Friday, December 9, 2011

Sistine Chapel

The Sistine Chael was commissioned in the year 1475 by Pope Sixtus IV.  The chapel was created to be used as the chapel for the pope, and was intended as a sign of papal authority, which it still reflects today.
Sistine Chapel history shows that while this is one of the most well know works of Michelangelo, it also cost the artist his eyesight.  When Michelangelo was chosen to create the fresco painings he did so unwillingly initially, and was not happy to be called away from his work on the tomb for the pope.  It took Michelangelo more than four years to paint the ceiling and he spent much of this time bent backwards painting on top of the scaffolding.  Speical scaffolding was used so that mass would still be possible, and the scaffolding started higher up the wall that usual because of this,  Due to the extraordinary talents of Michelangelo, the Sistine Chapel has become one of the most famous art displays in the western world. 

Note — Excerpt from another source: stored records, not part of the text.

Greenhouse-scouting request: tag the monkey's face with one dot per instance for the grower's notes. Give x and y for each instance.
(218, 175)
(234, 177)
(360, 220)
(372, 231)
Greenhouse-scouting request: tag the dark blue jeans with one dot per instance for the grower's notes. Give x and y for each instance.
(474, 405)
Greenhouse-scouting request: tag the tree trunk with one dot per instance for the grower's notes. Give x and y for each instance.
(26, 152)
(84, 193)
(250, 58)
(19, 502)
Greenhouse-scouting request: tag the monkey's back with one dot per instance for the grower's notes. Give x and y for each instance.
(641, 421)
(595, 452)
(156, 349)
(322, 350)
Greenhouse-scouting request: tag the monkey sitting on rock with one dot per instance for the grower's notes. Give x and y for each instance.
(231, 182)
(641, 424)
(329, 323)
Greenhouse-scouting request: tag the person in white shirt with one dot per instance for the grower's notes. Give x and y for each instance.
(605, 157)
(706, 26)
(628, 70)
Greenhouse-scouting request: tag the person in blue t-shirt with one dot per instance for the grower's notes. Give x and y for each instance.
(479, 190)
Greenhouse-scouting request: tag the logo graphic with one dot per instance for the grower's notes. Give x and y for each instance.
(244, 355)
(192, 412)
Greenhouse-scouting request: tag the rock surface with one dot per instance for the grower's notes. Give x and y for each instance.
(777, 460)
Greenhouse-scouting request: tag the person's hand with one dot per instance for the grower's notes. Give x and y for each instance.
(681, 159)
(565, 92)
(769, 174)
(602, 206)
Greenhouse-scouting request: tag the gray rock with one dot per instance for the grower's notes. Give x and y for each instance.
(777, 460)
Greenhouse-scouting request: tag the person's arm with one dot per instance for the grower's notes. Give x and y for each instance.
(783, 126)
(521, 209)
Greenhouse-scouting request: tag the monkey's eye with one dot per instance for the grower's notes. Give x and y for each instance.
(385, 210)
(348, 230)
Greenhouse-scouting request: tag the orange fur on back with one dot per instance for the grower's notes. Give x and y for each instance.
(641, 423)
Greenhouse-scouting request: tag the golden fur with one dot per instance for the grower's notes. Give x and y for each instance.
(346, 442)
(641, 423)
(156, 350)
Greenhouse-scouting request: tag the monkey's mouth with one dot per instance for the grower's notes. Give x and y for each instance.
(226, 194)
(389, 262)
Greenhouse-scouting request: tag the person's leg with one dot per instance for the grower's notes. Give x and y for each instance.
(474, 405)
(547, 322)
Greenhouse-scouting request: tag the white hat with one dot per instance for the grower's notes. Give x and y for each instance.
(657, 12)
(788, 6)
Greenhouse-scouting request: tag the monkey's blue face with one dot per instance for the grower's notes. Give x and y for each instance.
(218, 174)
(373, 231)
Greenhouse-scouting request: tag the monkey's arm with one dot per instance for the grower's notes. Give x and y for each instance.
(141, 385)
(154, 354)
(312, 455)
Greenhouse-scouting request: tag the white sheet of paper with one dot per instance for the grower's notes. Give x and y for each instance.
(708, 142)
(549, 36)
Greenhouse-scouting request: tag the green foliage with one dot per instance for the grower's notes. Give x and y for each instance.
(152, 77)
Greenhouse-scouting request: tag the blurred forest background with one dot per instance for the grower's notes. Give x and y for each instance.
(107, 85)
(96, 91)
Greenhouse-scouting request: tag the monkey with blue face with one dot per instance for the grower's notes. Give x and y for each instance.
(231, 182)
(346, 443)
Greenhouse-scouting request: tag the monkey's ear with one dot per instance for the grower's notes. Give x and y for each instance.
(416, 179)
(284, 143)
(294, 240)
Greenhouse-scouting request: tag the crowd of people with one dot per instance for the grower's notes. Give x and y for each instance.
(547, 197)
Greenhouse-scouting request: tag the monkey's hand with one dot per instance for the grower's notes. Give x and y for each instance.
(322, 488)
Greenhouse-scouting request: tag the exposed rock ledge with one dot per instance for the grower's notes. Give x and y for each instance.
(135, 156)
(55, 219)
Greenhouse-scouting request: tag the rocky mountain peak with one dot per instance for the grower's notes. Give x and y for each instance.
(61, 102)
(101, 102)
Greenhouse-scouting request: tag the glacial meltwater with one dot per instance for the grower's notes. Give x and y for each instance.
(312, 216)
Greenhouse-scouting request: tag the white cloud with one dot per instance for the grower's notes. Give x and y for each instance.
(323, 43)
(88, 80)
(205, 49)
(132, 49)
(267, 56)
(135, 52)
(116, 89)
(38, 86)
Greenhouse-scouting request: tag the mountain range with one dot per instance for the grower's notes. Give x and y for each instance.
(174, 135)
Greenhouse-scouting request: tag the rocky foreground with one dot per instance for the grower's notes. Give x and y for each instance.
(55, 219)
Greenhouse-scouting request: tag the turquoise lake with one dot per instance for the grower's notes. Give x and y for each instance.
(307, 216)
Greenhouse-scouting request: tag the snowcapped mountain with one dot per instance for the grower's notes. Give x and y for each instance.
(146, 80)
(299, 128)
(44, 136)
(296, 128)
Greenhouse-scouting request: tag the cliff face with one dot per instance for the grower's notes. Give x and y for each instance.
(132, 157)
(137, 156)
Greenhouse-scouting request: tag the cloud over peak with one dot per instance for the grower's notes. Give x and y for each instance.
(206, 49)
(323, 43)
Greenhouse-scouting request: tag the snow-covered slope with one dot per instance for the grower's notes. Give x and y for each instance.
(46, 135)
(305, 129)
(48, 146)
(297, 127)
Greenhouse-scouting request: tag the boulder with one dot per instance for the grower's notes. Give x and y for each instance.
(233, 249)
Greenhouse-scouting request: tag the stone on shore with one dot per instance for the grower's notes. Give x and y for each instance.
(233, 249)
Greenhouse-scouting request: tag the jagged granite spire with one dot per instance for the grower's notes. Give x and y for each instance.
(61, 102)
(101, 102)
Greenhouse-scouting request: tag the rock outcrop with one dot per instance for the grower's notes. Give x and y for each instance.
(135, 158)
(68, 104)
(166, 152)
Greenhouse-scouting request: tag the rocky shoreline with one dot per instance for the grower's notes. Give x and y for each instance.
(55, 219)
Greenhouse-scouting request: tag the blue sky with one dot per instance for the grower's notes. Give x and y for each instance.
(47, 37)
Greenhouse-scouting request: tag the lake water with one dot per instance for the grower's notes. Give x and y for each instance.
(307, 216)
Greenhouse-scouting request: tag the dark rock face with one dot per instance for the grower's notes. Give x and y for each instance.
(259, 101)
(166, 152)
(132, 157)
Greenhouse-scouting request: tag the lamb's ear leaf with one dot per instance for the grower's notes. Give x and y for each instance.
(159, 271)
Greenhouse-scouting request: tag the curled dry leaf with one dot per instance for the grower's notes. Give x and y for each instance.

The interior of the chapel is gorgeous and attracts millions of visitors each year,   On the inside, the chapel is divided into two by a transenna, and a fence made from marble.  The part facing the altar is only accessible to priests.  Each of the two long walls has six large arched windows.  The walls are covered by three virtual rings with decorations.  The exterior of the building and the architecture is nothing special, and is quite plain when many churches and other historic structures are considered.  The chapel has a rectangular shape.  It has a barrel-shaped roof, topping 20 meters.   The paintings include nine frescos on the ceiling, and these frescoes show nine scenes from the book of Genesis in the Bible.  The paintings on the walls and on the ceiling are widely considered to be the peak of Renaissance art.  Out of all the things to do in Rome, and everything that the city offers, the Sistine Chapel is one of the top attractions for visitors all around the world.
The Sistine Chapel Choir is a choir based in the Vatican City and is one of the oldest religious choirs in the world.  At the present time, the choir comprises approximately twenty adults singers and thirty unpaid boy choristers.  When the Gregorian melodies were still the sole music of the church, it was the papal choir that set the standard for the rest of Christendom, both in regard to the purity of the melodies and their rendition.  After these melodies had blossomed into polyphony, it was the Sistine Chapel that it received adequate interpretation.  Here the artistic degeneration, which church music suffered in different periods in many countries, never took hold for any length of time.  The use of instruments, even of the organ has ever been excluded,  The choir's ideal has always been purely vocal style.

The chapel has been recently restored (1981 through 1994).  The newly-revealed bright colors reveal Michelangelo to have been a masterful colorist, and close-ups of the frescoes show complex brushwork that would not be matched, or even attempted, until the Impressionist movement of the nineteenth century.  Now that the electric lighting has been removed and the frescoes illuminated solely by the light from the windows, the original colors and effect have been restored.

One of the most popular tourist destinations in Rome-Vatican City, the Sistine Chapel receives some 1600 people every hour during the summer.  Visitors are encouraged to bring along binoculars, and patience, to view the 10,000 square feet of ceiling painted by Michelangelo, amidst the crowds.  No photography is permitted in the chapel.